Using diaries, accountants' records, phone bills, travel records, medical records and interviews with firsthand witnesses, Woodward has followed Belushi's life from childhood in a small town outside Chicago (Wheaton, Illinois---also Woodward's hometown) to his meteoric career that started at the famous Chicago comedy troupe Second City, proceeded to new York's National Lampoon organization, then went on to the wildly popular NBC television's "Saturday Night Live", the greatly successful movie Animal House, a #1 Blues Brothers hit album, more films and then plans for films that this gifted actor did not live to make.

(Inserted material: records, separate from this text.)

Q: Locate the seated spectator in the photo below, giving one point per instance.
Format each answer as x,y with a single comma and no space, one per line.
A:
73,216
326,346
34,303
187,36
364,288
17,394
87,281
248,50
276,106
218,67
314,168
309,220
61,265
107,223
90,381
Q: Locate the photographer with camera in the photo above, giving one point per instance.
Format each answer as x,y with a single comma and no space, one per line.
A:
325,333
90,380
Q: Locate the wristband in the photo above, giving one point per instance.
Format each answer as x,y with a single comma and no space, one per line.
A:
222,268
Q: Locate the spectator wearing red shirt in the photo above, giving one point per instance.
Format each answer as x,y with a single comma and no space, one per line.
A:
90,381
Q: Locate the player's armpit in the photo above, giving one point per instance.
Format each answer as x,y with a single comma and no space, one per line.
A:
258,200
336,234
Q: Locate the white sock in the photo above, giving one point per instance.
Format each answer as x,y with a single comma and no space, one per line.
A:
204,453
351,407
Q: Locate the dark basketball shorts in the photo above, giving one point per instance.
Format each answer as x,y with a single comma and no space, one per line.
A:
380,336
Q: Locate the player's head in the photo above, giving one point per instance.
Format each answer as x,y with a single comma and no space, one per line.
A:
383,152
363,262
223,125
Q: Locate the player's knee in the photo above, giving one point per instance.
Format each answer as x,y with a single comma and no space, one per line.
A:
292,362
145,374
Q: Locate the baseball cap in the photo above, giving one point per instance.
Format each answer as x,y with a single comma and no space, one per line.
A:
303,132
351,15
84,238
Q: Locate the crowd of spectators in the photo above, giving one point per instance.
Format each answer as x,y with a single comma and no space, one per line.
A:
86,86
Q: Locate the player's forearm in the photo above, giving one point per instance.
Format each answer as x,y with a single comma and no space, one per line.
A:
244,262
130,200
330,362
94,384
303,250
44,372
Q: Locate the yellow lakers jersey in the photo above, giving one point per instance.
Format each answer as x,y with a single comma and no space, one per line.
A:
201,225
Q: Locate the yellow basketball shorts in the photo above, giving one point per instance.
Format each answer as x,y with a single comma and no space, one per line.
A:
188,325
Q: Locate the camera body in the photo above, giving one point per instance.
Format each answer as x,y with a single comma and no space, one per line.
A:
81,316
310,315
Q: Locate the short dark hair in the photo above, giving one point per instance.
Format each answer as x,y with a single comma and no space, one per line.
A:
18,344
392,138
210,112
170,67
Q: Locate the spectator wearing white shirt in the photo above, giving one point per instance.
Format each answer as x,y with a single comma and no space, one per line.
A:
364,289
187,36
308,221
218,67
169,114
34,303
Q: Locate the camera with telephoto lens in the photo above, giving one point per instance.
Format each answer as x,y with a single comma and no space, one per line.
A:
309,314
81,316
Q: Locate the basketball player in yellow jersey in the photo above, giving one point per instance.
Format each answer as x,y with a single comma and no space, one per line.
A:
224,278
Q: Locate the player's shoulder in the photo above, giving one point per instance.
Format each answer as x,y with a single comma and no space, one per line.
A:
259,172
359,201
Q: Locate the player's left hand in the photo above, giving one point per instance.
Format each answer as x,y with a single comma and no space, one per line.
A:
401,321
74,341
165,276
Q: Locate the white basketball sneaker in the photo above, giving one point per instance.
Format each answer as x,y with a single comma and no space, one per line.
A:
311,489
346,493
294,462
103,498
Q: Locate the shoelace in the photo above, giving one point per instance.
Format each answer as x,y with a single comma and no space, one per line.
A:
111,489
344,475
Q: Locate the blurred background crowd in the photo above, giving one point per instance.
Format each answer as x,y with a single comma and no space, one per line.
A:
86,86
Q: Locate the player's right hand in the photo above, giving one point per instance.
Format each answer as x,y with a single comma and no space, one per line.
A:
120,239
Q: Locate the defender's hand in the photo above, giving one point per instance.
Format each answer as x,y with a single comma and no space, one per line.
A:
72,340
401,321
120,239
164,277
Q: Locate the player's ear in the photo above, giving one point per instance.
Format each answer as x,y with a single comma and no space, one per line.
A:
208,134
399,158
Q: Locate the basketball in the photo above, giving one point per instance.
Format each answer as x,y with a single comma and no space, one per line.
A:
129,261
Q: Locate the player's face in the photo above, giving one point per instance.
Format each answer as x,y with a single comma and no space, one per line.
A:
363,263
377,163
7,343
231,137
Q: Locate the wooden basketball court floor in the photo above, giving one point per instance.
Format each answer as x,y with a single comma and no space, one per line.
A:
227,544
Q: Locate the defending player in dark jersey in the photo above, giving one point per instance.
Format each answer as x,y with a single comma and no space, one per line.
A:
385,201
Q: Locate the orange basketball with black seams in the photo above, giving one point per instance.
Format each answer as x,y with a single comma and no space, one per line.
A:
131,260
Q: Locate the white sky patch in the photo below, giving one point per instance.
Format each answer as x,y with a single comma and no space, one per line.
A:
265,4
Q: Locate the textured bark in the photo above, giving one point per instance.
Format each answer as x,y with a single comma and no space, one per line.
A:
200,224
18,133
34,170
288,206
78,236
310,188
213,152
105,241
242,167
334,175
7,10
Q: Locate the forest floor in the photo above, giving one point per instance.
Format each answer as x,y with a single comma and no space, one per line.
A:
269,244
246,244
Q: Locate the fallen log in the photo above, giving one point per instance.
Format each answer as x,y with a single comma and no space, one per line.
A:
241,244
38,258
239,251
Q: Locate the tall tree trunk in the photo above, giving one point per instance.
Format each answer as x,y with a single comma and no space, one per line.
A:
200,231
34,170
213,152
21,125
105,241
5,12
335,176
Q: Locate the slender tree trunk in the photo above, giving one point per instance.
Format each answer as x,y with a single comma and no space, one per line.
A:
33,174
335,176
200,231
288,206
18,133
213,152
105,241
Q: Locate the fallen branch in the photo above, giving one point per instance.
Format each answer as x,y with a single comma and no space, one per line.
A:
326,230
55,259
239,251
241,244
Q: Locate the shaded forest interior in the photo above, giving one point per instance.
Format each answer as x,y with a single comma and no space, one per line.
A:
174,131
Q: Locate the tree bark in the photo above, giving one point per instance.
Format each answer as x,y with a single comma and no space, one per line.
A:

WIRED is also the story of the battle and debate among Belushi's friends, family, and the directors, producers, writers and stars about how to save him from drugs and harness his singular and explosive personality and talent. Why did they fail?
In a stark, documentary narrative---similar to the #1 best sellers on Watergate (ALL THE PRESIDENT'S MEN, THE FINAL DAYS) and THE UNITED STATE SUPREME COURT (THE BRETHREN)---the spotlight now falls not on Washington but Belushi's cities---Chicago, New York and Los Angeles. Belushi's life and his colleagues are scrutinized. The drug use was not secret. Nearly everyone knew that the young actor was heading over the edge. Here, in WIRED, it is made clear who no one was able to stop him; whey couldn't stop himself, and how the fast tracks in New York and Hollywood and the pressures of the star system contributed to disaster.